Monday, February 29, 2016

Internal Controls over Financial Reporting – Mandate under Companies Act 2013 and ICAI Guidance

The new Companies Act, 2013 now requires auditors to also opine on whether a company has an adequate internal financial controls (IFC) system in place and the operating effectiveness of such controls. This is in addition to the existing audit opinion on financial statements. While this requirement was originally applicable to financial statements ending 31 March 2015, considering the lack of guidance, this applicability was deferred and is now effective for the year ending 31 March 2016. Due to the deferral of this reporting requirement, the Ministry of Corporate Affairs (MCA) retained the reporting requirement relating to internal controls in certain specific areas under the Companies (Auditor’s Report) Order, 2013 (CARO).
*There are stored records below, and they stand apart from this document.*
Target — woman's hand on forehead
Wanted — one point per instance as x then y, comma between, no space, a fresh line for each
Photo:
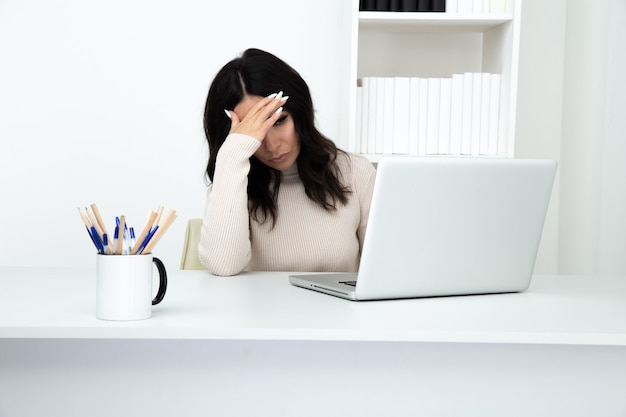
260,114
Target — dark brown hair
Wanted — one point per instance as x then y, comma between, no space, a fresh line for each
260,73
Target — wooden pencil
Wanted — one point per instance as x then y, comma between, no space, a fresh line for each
167,222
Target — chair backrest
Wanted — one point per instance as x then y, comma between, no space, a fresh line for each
189,259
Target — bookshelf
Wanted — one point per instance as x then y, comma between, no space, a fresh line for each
439,46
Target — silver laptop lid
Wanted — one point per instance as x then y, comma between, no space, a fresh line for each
453,225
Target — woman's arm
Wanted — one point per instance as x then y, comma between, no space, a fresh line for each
364,176
224,247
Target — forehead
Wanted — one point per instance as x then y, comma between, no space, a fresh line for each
245,105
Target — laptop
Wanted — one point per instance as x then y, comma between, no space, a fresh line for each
446,226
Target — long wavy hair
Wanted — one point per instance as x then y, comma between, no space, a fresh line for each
260,73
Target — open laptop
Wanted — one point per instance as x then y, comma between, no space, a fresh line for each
441,226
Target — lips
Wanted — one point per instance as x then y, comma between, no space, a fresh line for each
279,158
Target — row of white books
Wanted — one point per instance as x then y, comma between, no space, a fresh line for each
429,116
477,6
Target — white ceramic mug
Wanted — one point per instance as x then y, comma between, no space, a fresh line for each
124,286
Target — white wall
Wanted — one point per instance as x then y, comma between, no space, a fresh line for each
593,172
540,95
101,102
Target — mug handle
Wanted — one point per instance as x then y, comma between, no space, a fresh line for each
162,281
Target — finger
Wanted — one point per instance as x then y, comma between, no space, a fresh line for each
269,105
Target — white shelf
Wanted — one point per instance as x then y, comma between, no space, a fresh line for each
437,45
432,22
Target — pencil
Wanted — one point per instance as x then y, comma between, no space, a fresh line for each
120,235
144,233
100,222
167,222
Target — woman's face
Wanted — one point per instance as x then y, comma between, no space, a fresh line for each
281,145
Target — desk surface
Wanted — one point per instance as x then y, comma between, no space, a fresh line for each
60,303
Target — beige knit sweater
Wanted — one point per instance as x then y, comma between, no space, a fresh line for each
305,238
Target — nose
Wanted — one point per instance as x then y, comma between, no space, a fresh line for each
271,142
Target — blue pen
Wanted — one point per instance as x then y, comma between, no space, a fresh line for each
105,243
147,239
91,236
97,240
131,245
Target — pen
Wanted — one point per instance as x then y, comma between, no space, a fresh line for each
97,240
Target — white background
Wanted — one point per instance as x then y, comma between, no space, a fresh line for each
102,102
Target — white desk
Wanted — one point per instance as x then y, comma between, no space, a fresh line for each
255,345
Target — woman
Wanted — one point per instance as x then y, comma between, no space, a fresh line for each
281,195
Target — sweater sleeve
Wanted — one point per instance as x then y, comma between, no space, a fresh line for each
224,247
364,176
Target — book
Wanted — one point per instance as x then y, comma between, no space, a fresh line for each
383,5
445,98
395,5
456,114
379,132
438,6
494,115
387,136
466,132
365,91
465,6
432,122
409,5
477,80
401,109
422,128
497,6
372,117
354,143
485,95
414,102
423,6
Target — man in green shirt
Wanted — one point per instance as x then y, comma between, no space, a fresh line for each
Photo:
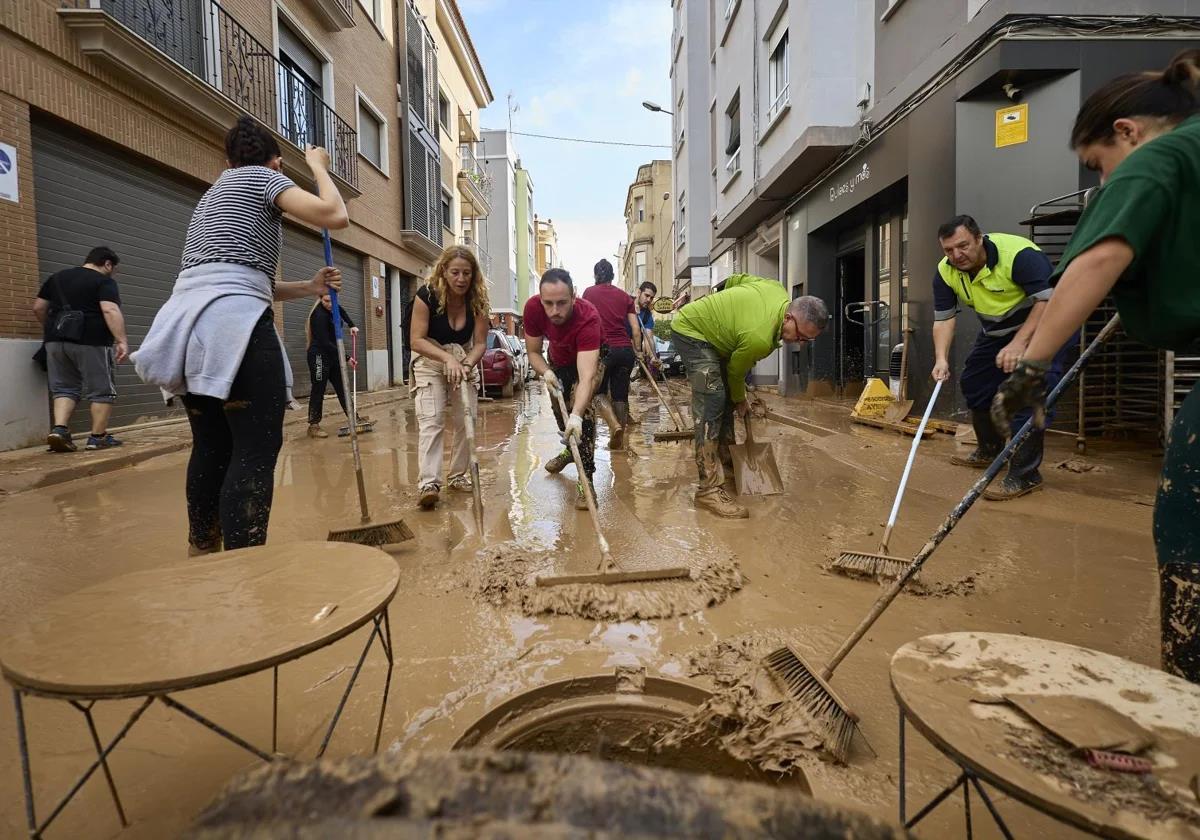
1138,239
720,337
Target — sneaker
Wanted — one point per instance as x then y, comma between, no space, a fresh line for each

The ICAI has now reissued the long-awaited ‘Guidance Note on Audit of Internal Financial Controls over Financial Reporting’, which provides detailed guidance on this topic.

Internal Controls over Financial Reporting (ICFR): Regulatory Mandate under Companies Act 2013

Relevant Clause
Directors’ Responsibility Statement: Sec. 134(5)(e)

Board to confirm that ICFR’s are adequate and operating effectively
Listed companies
Board Report: Rule 8(5) of Companies (Accounts) Rules
Board report to state the details in respect of the adequacy of ICFR with reference to the financial statements

All companies
Code for Independent Directors: Section 149(8) and Schedule IV
Independent Directors to satisfy themselves on the integrity of financial information and that financial controls are robust and defensible

All companies having Independent Directors
Audit Committee Terms of Reference: Section 177

Evaluation of ICFR
All companies having an Audit Committee
Auditor’s report: Sec. 143(3)(i)
Auditors to report if the company has adequate ICFR systems and that they are operating effectively (from 2015-16)
All companies

The guidance note clarifies that reporting on ICFR by auditors will be applicable to both listed and unlisted companies, including small and one person companies. This is in line with the requirements of section 143(3)(i) of the Companies Act, 2013. The guidance note also clarifies that auditors will have to report whether a company has an adequate ICFR system in place and whether the same was operating effectively as at the balance sheet date of 31 March 2016. In practice, this will mean that when forming its audit opinion on ICFR, the auditor will surely test transactions during the financial year ending 31 March 2016 and not just as at the balance sheet date, though the extent of testing at or near the balance sheet date may be higher.

Standards on Auditing issued by the ICAI, which now also need to be complied with under the Companies Act, 2013, do not fully address the auditing requirements for reporting on the system of ICFR. The guidance note suggests that the relevant portions of the Standards on Auditing will need to be considered by the auditor when performing an audit of ICFR (e.g. the requirements of SA 230, ‘Audit Documentation’, when documenting the work performed on ICFR; of SA 315, when understating internal controls).

The guidance note provides the necessary criteria for maintaining effective ICFR for companies. It draws upon the ‘Internal Control Components’ of Standard on Auditing (SA) 315, ‘Identifying and Assessing the Risks of Material Misstatement through Understanding the Entity and its Environment’, which includes the following five required components:
  • Control environment
  • Entity’s risk assessment process
  • Control activities
  • Information system and communication
  • Monitoring of controls

As per the guidance note, auditors will have to issue a qualified opinion on ICFR if material weaknesses in the company’s ICFR are identified as part of their audit. A material weakness in ICFR may exist even when the financial statements are not materially misstated.

In the light of the above requirement, it is recommended that an ICFR Manual be developed in writing, recording:
  1. All the processes in various departments of the company
  2. Authorizations
  3. Internal checks involved based on risks
  4. Internal Controls on all processes, transactions and IT levels relating to Financial Reporting
  5. Specify how the processes address the various types of risks of financial misstatement at entry level in the organization
  6. Identify areas of improvement
  7. Synchronization of all existing guidelines, training manuals, instructions, internal controls as laid down by the top management
  8. It is further recommended that this manual be then approved by the Board, to establish reassurance on effectiveness of the controls. It is recommended that this exercise be performed at the earliest, preferably before the conclusion of the Auditors Report on financial statements for the financial year 2015-16.